Witnessing or experiencing violence in the home affects self esteem, promotes substance abuse, and makes it more likely that victims will become abusers. Thus, the cycle continues.

These victims experience post-traumatic stress disorder that is similar to those returning from war.

In fact, they are fighting a war on a daily basis, and they are losing.

This violence and its effects are so devastating that Native Americans are twice as likely as any other race in our country to die before the age of 24.

Overcoming the silence

Most of these victims are women and children who suffer in silence.

They are afraid to speak.

Andrea knows how this feels: hiding behind the mask, feeling ashamed, holding back the tears, and fighting to stay focused.

“It was hard to be enthusiastic,” she shares. “Normally, I am vibrant...it was impossible.”

Domestic abuse wears on the victims. “I blamed myself for continuing to put up with the abuse,” she recalls. “He tore me down.…‘You’re the reason,’ he’d say.” For these victims, there is seemingly no way out—no quiet exit.

As a result of this abuse, Andrea explains that she still doesn’t know how to accept a compliment. “I am hard on myself when I don’t need to be,” she says.

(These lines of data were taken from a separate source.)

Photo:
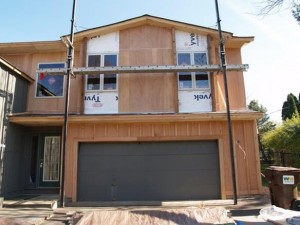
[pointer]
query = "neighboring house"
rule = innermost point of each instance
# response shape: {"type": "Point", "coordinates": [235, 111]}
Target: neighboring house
{"type": "Point", "coordinates": [141, 136]}
{"type": "Point", "coordinates": [13, 100]}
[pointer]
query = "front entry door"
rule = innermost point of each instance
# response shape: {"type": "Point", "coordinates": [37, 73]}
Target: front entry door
{"type": "Point", "coordinates": [49, 161]}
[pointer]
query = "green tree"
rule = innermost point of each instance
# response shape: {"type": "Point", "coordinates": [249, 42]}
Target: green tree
{"type": "Point", "coordinates": [263, 124]}
{"type": "Point", "coordinates": [290, 107]}
{"type": "Point", "coordinates": [270, 5]}
{"type": "Point", "coordinates": [285, 138]}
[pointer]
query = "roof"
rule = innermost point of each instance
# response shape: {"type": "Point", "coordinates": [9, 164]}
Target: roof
{"type": "Point", "coordinates": [15, 69]}
{"type": "Point", "coordinates": [162, 22]}
{"type": "Point", "coordinates": [58, 45]}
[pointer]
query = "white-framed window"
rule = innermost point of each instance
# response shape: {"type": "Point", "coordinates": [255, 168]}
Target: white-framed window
{"type": "Point", "coordinates": [50, 85]}
{"type": "Point", "coordinates": [102, 82]}
{"type": "Point", "coordinates": [192, 80]}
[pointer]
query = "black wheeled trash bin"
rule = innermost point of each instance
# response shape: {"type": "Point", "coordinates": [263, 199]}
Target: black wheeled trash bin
{"type": "Point", "coordinates": [283, 185]}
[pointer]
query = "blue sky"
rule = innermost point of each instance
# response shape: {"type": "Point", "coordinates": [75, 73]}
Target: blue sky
{"type": "Point", "coordinates": [273, 57]}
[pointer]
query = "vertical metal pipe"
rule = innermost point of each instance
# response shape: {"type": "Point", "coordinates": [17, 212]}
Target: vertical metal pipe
{"type": "Point", "coordinates": [223, 64]}
{"type": "Point", "coordinates": [66, 114]}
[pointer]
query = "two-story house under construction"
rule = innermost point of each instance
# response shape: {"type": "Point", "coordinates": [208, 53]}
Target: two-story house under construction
{"type": "Point", "coordinates": [134, 136]}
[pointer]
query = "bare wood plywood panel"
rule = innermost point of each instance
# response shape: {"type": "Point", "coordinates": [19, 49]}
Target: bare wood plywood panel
{"type": "Point", "coordinates": [146, 45]}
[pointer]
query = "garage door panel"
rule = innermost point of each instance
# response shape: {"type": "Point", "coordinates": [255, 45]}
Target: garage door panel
{"type": "Point", "coordinates": [148, 171]}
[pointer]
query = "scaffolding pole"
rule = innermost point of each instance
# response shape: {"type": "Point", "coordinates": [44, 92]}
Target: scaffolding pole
{"type": "Point", "coordinates": [224, 69]}
{"type": "Point", "coordinates": [66, 114]}
{"type": "Point", "coordinates": [144, 69]}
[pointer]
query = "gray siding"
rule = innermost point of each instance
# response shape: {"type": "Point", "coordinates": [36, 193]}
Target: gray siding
{"type": "Point", "coordinates": [13, 99]}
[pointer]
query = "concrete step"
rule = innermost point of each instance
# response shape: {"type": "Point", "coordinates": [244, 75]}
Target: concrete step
{"type": "Point", "coordinates": [31, 201]}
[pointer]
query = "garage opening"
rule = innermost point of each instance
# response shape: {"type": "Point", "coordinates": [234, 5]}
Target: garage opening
{"type": "Point", "coordinates": [148, 171]}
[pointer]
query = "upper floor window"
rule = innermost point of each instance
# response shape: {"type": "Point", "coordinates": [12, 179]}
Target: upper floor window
{"type": "Point", "coordinates": [50, 85]}
{"type": "Point", "coordinates": [102, 82]}
{"type": "Point", "coordinates": [192, 80]}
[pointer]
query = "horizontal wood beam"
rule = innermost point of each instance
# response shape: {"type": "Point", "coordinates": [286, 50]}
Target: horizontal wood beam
{"type": "Point", "coordinates": [35, 120]}
{"type": "Point", "coordinates": [144, 69]}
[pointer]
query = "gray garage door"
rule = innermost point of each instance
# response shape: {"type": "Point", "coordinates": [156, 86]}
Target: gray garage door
{"type": "Point", "coordinates": [148, 171]}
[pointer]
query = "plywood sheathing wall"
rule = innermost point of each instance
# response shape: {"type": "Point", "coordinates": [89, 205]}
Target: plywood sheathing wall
{"type": "Point", "coordinates": [248, 177]}
{"type": "Point", "coordinates": [148, 92]}
{"type": "Point", "coordinates": [235, 81]}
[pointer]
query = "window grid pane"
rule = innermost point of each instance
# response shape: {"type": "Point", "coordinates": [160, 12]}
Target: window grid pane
{"type": "Point", "coordinates": [110, 80]}
{"type": "Point", "coordinates": [202, 80]}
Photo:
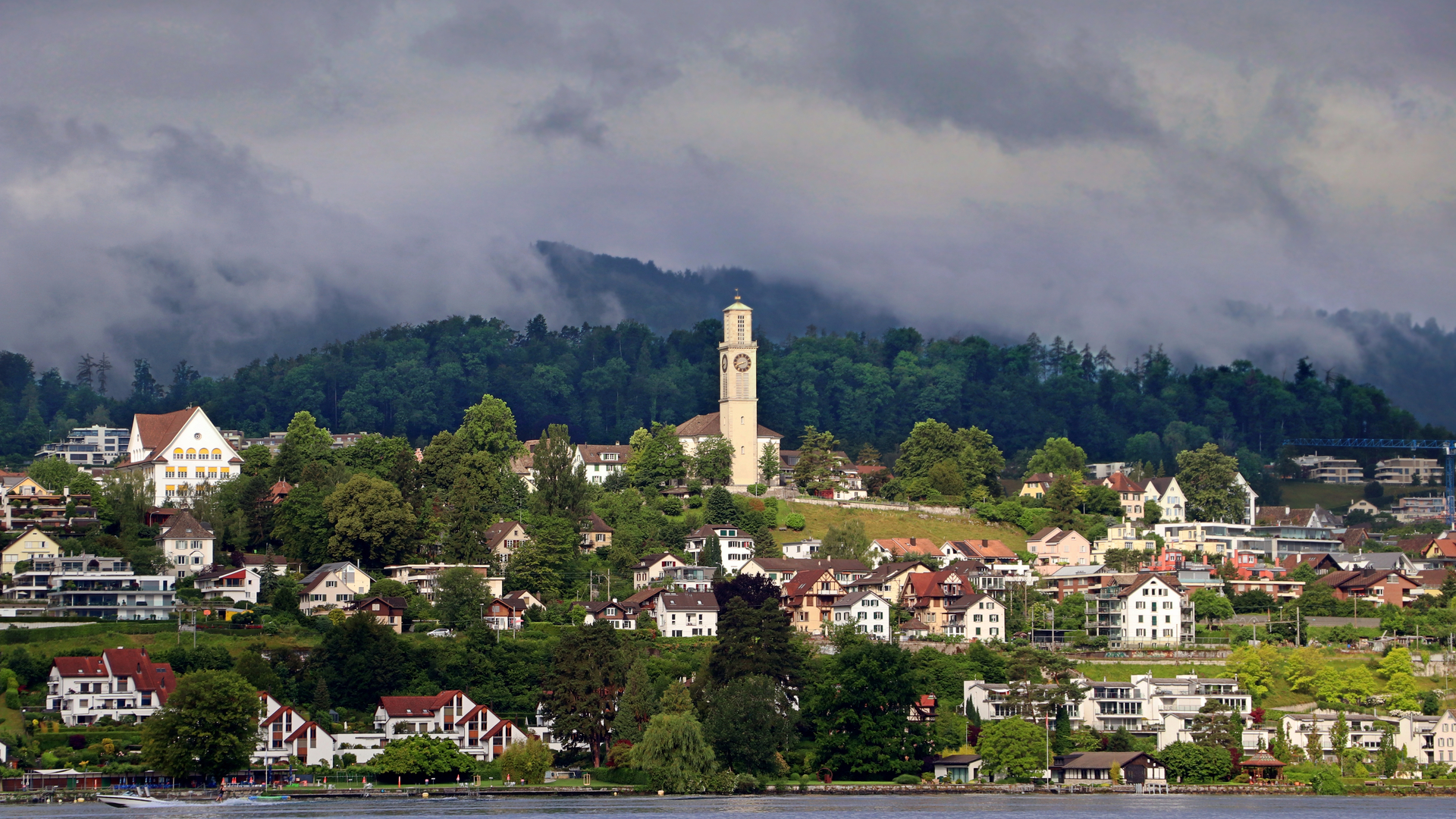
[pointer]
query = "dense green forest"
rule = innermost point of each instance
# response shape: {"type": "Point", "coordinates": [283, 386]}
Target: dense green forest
{"type": "Point", "coordinates": [606, 382]}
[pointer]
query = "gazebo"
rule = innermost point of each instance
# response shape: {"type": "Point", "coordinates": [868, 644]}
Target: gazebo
{"type": "Point", "coordinates": [1263, 765]}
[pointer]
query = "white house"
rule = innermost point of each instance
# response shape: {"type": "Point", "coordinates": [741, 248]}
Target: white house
{"type": "Point", "coordinates": [218, 582]}
{"type": "Point", "coordinates": [601, 461]}
{"type": "Point", "coordinates": [868, 611]}
{"type": "Point", "coordinates": [1145, 611]}
{"type": "Point", "coordinates": [118, 684]}
{"type": "Point", "coordinates": [187, 542]}
{"type": "Point", "coordinates": [180, 453]}
{"type": "Point", "coordinates": [1168, 496]}
{"type": "Point", "coordinates": [332, 586]}
{"type": "Point", "coordinates": [650, 569]}
{"type": "Point", "coordinates": [976, 617]}
{"type": "Point", "coordinates": [734, 545]}
{"type": "Point", "coordinates": [688, 614]}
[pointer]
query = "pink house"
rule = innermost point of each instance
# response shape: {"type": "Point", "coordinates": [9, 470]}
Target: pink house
{"type": "Point", "coordinates": [1056, 548]}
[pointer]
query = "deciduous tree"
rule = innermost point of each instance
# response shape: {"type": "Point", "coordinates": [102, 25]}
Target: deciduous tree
{"type": "Point", "coordinates": [584, 687]}
{"type": "Point", "coordinates": [1209, 483]}
{"type": "Point", "coordinates": [209, 726]}
{"type": "Point", "coordinates": [372, 522]}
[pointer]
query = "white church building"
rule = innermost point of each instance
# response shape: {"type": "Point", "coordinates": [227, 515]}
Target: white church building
{"type": "Point", "coordinates": [180, 453]}
{"type": "Point", "coordinates": [737, 416]}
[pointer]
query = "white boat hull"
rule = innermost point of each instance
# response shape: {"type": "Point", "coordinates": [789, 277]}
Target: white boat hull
{"type": "Point", "coordinates": [123, 800]}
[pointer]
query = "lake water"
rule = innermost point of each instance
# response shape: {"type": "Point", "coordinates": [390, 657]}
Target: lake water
{"type": "Point", "coordinates": [959, 806]}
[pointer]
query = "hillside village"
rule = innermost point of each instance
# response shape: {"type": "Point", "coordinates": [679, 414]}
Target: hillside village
{"type": "Point", "coordinates": [584, 602]}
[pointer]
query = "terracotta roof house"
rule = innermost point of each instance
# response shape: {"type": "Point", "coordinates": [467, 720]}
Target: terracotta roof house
{"type": "Point", "coordinates": [506, 537]}
{"type": "Point", "coordinates": [905, 548]}
{"type": "Point", "coordinates": [596, 534]}
{"type": "Point", "coordinates": [278, 493]}
{"type": "Point", "coordinates": [1097, 767]}
{"type": "Point", "coordinates": [1037, 485]}
{"type": "Point", "coordinates": [1057, 547]}
{"type": "Point", "coordinates": [388, 611]}
{"type": "Point", "coordinates": [332, 586]}
{"type": "Point", "coordinates": [810, 599]}
{"type": "Point", "coordinates": [180, 452]}
{"type": "Point", "coordinates": [650, 569]}
{"type": "Point", "coordinates": [913, 629]}
{"type": "Point", "coordinates": [783, 570]}
{"type": "Point", "coordinates": [187, 542]}
{"type": "Point", "coordinates": [1320, 561]}
{"type": "Point", "coordinates": [689, 614]}
{"type": "Point", "coordinates": [1373, 586]}
{"type": "Point", "coordinates": [1128, 493]}
{"type": "Point", "coordinates": [120, 682]}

The battle for Andrea to overcome her silence was an everyday ordeal. She wanted to tell others, but she was scared of what her abuser might do. And, of course, she was confused by the constant apologies he offered: “I didn’t mean to do it, baby. I love you.”

Armed for battle

Native Hope envisions women and children armed with the knowledge that they are not alone in this fight.

“Hearing others was like a force,” says Andrea, reflecting on the moment she listened to advocates share their stories. She told herself, “I have to do this.”

“When I finally told others, it felt like I was reliving it, but now I feel relief. I can finally let go. It was like in a movie or a commercial...a scene where everything is grey, and after I told my secret, the world had color again,” Andrea nods as she contemplates the feeling.

At Native Hope, we want others to feel that color. The color that comes after the darkness. The illumination that victory brings.

Native Hope is determined to empower victims of domestic violence with the choice to use their voices to raise awareness. We want to defeat domestic violence in order to ensure bright futures for Native Americans of all ages.